Thread-level monitoring (similar to top -H)
Feature Request
Telegraf procstat plugin helps to monitor various processes on the system, but does not take into account the multi-threaded processes (all running with the same main pid , but different thread ids) In Linux, the "top -H" command gives a thread-level metric output.
Proposal:
Add a plugin or extension to procstat/processor plugin to enable thread-level monitoring
Current behavior:
Process-level aggregated output is displayed/stored
Desired behavior:
Thread-level output is desired
Use case: [Why is this important (helps with prioritizing requests)]
Many processes are multi-threaded and run on different cpus (or vcpus) , and the process output would be an aggregate of all .
Would this be pulled into development anytime soon?
I don't believe the library we are using, gopsutil, can get this information yet. Someone needs to investigate how this data can be acquired and propose a change to the gopsutil project, is this something you could do?
I can do the investigation. But I am no expertise in Go :)
It looks like the threads can be read in the same way to processes from /proc/$LWP. I'll bet this means we would only need to expose an option to search threads like pgrep -w influxdb and wouldn't require any changes to gopsutil.
At least on Linux, the thread info you are looking for is in /proc/$PID/task/$TID. All the handling of this data is already present in gopsutil.
The question I am struggling with is, how does one present the data? Are threads a property of the process? Or is it a separate accumulator metric?

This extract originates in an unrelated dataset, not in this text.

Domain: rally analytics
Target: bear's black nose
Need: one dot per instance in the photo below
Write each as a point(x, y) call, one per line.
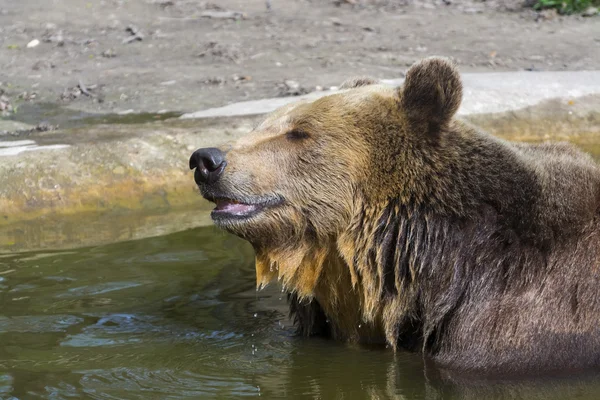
point(209, 163)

The change can be as easy as:
telegraf (master) $ git diff
diff --git a/plugins/inputs/procstat/process.go b/plugins/inputs/procstat/process.go
index 042929f..a77cedf 100644
--- a/plugins/inputs/procstat/process.go
+++ b/plugins/inputs/procstat/process.go
@@ -26,6 +26,7 @@ type Process interface {
RlimitUsage(bool) ([]process.RlimitStat, error)
Username() (string, error)
CreateTime() (int64, error)
+ Threads() (map[int32]*cpu.TimesStat, error)
}
type PIDFinder interface {
diff --git a/plugins/inputs/procstat/procstat.go b/plugins/inputs/procstat/procstat.go
index 61e5753..0496450 100644
--- a/plugins/inputs/procstat/procstat.go
+++ b/plugins/inputs/procstat/procstat.go
@@ -297,6 +297,22 @@ func (p *Procstat) addMetric(proc Process, acc telegraf.Accumulator) {
}
}
+ tpids, err := proc.Threads();
+ if err == nil {
+ for tpid, cpu_time := range tpids {
+ fields[prefix+string(tpid)+"_cpu_time_user"] = cpu_time.User
+ fields[prefix+string(tpid)+"_cpu_time_system"] = cpu_time.System
+ fields[prefix+string(tpid)+"_cpu_time_idle"] = cpu_time.Idle
+ fields[prefix+string(tpid)+"_cpu_time_nice"] = cpu_time.Nice
+ fields[prefix+string(tpid)+"_cpu_time_iowait"] = cpu_time.Iowait
+ fields[prefix+string(tpid)+"_cpu_time_irq"] = cpu_time.Irq
+ fields[prefix+string(tpid)+"_cpu_time_soft_irq"] = cpu_time.Softirq
+ fields[prefix+string(tpid)+"_cpu_time_steal"] = cpu_time.Steal
+ fields[prefix+string(tpid)+"_cpu_time_guest"] = cpu_time.Guest
+ fields[prefix+string(tpid)+"_cpu_time_guest_nice"] = cpu_time.GuestNice
+ }
+ }
+
acc.AddFields("procstat", fields, proc.Tags())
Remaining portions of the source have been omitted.